Наутро я при свидетелях сказал: «Жена, уйди от меня!» — и отослал мулле его дочь. Приданого не было, но все же я к ничему прибавил подарок: коран в дорогой оправе, и шелковой лентой заложил страницу суры: «Ангелы, исторгающие душу». Мулла подумал — я за обман рассердился, и промолчал. Мать тоже так решила и три месяца боялась о женитьбе даже упоминать.
Так окончилась вторая притча о трех женах. Не будем затягивать.

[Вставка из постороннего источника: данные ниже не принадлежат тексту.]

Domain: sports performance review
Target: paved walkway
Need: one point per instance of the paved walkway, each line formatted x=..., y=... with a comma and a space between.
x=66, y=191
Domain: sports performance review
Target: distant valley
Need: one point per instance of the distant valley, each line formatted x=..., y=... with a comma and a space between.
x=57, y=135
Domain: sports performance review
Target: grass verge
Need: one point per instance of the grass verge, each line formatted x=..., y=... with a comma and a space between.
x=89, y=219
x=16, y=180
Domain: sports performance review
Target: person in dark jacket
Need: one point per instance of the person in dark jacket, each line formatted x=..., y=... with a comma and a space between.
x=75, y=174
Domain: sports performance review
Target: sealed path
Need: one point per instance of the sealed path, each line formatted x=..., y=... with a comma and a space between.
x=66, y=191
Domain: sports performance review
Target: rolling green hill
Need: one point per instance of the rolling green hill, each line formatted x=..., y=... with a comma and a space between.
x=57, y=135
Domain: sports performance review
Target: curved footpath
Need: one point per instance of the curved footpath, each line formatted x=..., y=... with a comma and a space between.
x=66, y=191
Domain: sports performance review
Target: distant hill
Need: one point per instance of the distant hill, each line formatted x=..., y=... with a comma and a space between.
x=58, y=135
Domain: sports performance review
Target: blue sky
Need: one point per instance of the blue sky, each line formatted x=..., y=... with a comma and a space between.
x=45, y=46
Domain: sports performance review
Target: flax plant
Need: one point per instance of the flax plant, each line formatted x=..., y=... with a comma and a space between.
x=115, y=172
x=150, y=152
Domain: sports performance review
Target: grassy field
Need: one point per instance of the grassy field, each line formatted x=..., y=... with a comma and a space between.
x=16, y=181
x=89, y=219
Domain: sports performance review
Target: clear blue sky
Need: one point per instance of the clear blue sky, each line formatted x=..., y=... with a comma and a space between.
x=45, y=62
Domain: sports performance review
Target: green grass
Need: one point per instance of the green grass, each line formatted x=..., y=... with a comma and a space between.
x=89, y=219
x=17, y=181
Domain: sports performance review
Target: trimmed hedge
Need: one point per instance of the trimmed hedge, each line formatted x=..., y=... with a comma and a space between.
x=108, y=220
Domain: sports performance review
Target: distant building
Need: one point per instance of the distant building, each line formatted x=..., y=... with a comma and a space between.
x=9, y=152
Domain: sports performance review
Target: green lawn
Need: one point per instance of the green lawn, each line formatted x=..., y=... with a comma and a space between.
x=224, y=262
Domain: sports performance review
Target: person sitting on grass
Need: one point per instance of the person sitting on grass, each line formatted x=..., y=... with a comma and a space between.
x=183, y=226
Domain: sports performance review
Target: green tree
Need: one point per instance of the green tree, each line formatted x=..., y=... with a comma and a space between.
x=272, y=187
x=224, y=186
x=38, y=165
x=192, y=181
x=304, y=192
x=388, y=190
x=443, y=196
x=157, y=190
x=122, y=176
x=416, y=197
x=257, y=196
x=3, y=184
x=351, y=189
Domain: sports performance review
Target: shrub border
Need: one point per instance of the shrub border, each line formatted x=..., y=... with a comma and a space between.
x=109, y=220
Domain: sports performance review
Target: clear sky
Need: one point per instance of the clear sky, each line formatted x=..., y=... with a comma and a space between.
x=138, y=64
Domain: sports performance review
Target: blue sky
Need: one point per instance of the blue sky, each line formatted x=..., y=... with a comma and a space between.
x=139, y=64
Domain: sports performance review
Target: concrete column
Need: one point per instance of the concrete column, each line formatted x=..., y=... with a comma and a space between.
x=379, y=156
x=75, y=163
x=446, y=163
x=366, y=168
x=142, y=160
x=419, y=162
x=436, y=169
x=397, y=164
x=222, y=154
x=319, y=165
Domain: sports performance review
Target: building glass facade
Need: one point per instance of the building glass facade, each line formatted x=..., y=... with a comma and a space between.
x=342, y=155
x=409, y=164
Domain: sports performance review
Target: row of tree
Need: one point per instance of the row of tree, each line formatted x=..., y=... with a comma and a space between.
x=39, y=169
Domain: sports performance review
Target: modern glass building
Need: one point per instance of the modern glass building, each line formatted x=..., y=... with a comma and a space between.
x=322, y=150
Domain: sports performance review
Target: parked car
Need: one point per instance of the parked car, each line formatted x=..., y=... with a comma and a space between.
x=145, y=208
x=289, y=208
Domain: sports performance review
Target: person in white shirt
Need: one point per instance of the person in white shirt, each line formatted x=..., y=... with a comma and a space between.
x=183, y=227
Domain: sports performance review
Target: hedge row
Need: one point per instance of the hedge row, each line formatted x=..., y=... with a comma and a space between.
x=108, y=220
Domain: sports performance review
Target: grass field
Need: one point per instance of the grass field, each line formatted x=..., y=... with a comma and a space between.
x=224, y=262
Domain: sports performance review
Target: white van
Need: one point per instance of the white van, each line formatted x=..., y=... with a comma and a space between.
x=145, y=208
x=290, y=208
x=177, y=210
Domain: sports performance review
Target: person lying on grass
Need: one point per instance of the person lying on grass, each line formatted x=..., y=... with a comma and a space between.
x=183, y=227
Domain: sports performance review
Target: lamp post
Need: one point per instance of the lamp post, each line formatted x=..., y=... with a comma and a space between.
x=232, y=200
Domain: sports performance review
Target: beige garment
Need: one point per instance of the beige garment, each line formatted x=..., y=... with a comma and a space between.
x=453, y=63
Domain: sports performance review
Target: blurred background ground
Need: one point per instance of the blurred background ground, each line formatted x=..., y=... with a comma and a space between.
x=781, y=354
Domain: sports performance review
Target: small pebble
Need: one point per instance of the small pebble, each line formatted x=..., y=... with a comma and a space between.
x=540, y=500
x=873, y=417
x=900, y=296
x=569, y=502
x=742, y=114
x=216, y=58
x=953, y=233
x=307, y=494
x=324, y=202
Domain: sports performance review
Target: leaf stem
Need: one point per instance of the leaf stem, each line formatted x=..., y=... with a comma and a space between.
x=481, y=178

Произошло это в начале полнолуния, и такое, что я от беспокойства на десять базарных дней перестал даже записывать виденное и слышанное мною в путешествиях. Богатый купец, кому аллах не послал детей, хотел моего Ибрагима усыновить… Об этом потом расскажу… Вот мать и засуетилась, воспользовалась моей печалью и говорит: "Видишь, как плохо без детей? Удерживать не можешь, Ибрагиму счастье Мухаммед посылает. А ты опять один останешься. И вдобавок соседи осуждают тебя. Молодой — и без жены обходишься. Признав речь матери справедливой, я вновь решился на хитрость. Поцеловав землю у ее ног, я так начал: «Мать моя, ты, подобно алмазу, блестишь в моей жизни, и слова твои сверкают истиной. Я согласен, но знай: я женюсь лишь на дочери благородного ученого, у которого все низменное вызывает отвращение». Мать понимающе взглянула на меня и удалилась. Небо послало ей силы, и она тридцать и еще тридцать дней куда-то уходила то одна, то с моей сестрой. Я уже стал радоваться, что она не найдет подходящей, и я, иншаллах, сам себе по вкусу выберу. Как раз в это время Ибрагим проявил благородство и с негодованием отверг богатство купца. И снова в лавке моей засияло солнце, вернув четкам блеск и краски, а мне желание перевернуть страницу.